"On nous dit d'attendre, alors on attend": Florence Carlos admire depuis le portail les allées du Parc Floral, toujours fermé comme tous les parcs et jardins de Paris, au centre d'un bras de fer entre le gouvernement et la maire de la capitale.
"Quelque part, ça nous manque (...) de marcher, regarder les fleurs, les plantes, la verdure, la nature", confie Mme Carlos, 63 ans, tandis qu'à quelques chemins d'elle, des groupes affluent au bois de Vincennes (est de Paris), rouvert lundi, pour jouer sur l'herbe, bronzer à la faveur d'une après-midi clémente.
Assise sur un banc devant l'entrée du Parc Floral, la sexagénaire, admire le paysage de loin et regrette la "promenade, (parce que) ça fait du bien", "ça aide à s'évader" et "ça change de la maison".
Mais, comme les plus de 2 millions de Parisiens, elle devra attendre le feu vert du gouvernement, qui continue de balayer d'un revers de la main les demandes réitérées de la maire PS de Paris, Anne Hidalgo, de rouvrir les parcs et jardins de la capitale.
Convaincue que leur accès relève d'"une question de santé publique", l'édile s'étonne qu'on puisse "prendre le métro mais pas marcher dans un parc".
"Ne pas laisser les Parisiens aller dans les parcs et jardins ça veut dire les laisser s'agglutiner sur les trottoirs et dans la rue", insiste auprès de l'AFP son adjointe aux Espaces verts, Pénélope Komitès.
Preuve s'il en faut: depuis le déconfinement lundi, les forces de l'ordre sont intervenues à plusieurs reprises pour évacuer les quais du Canal Saint-Martin et les escaliers du Sacré Coeur, où des dizaines de Parisiens célébraient leurs retrouvailles sans respecter les règles sanitaires.
"Paris est situé en zone rouge", a rappelé mercredi la porte-parole du gouvernement, Sibeth Ndiaye, au lendemain d'un refus ferme du ministre de la Santé.
"Ces parcs - et on l'a vu avec ce qui s'est passé sur les berges du Canal Saint-Martin - peuvent favoriser les regroupements de personnes, les croisements de flux, a ajouté jeudi le secrétaire d'Etat Laurent Nuñez sur LCI. Et donc, dans la période actuelle, cette réouverture serait synonyme de danger sanitaire.
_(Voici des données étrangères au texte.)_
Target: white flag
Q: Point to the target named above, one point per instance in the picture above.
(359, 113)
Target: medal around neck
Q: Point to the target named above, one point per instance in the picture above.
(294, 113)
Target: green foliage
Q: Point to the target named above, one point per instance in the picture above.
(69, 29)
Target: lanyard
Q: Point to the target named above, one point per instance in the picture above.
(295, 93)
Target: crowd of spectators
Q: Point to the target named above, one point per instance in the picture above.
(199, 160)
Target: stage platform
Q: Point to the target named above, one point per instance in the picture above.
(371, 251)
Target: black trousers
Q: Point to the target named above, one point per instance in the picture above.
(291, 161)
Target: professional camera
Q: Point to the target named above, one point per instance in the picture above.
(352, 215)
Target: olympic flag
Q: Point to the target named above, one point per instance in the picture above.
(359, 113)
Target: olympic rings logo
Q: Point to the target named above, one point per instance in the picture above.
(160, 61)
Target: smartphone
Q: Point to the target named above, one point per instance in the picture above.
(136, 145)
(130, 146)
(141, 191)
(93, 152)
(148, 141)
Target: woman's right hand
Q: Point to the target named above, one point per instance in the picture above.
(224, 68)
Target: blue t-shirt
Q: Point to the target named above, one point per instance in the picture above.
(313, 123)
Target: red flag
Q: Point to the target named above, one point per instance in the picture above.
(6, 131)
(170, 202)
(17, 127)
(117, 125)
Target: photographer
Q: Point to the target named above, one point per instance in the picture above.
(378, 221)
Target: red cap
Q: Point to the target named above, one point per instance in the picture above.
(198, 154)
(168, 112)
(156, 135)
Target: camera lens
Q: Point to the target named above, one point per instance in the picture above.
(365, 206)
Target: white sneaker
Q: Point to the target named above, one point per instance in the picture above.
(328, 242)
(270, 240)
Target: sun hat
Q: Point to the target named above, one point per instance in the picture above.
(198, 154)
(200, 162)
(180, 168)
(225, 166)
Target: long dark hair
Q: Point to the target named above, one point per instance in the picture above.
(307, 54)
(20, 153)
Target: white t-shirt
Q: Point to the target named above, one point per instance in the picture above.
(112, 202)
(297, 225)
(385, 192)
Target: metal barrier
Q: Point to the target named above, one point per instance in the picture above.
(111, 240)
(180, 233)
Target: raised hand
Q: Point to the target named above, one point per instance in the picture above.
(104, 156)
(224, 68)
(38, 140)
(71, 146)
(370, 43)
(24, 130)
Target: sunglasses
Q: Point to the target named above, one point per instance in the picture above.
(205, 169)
C'est pour cela qu'ils sont interdits à ce stade jusqu'au 2 juin, nous verrons après."
- "Des enfants sages" -
Jeudi, dans un courrier adressé au Premier ministre, 24 maires de Seine-Saint-Denis ont demandé que la réouverture des parcs soit laissée à l'appréciation des élus locaux. "Nos grands parcs ne sont pas bondés car il y a suffisamment d'espace pour tout le monde", insistent les élus, au lendemain de l'autorisation par le préfet de réouvrir le parc Georges Valbon (ou parc de La Courneuve), à titre expérimental.
"Pourquoi ce qui est apparemment opportun en Seine-Saint-Denis ne le serait pas à Paris ?", interroge Pénélope Komitès.
"Les Parisiens sont tout à fait capables de comprendre (...) et suffisamment intelligents pour respecter les gestes barrières", insiste l'élue.
Depuis une dizaine de jours, la mairie de Paris propose au gouvernement de n'ouvrir que les parcs et jardins qui ne disposent pas d'aires de jeux pour les enfants (soit 160 sur 400 environ) et les neuf grands parcs (Montsouris, Monceau, Buttes-Chaumont, entre autres).
Pour éviter tout attroupement, elle suggère de n'autoriser que les promenades, interdire les pique-niques, rendre obligatoire le port du masque et limiter le nombre de personnes à l'intérieur au même moment.
"On y a droit comme tout le monde", souffle Christian Drouot, 66 ans. "Si ça se passe bien, on aura plaisir à aller gambader", souffle le jeune retraité, qui au cours de ses dernières balades, sur des allées à l'abri des regards, s'est émerveillé en regardant "des lilas, la glycine, les fleurs pousser".
A la faveur du confinement, de la diminution de bruit et de pollution, paons, insectes, papillons, hirondelles, abeilles, fauvettes, pinsons et bernaches ont repris toute leur place au milieu d'un Parc Floral, déserté.
Un spectacle qu'envie Christian Drouot, mais "ce sera pour plus tard, si on le mérite". Et pour cela, suggère-t-il, "il faut être des enfants sages".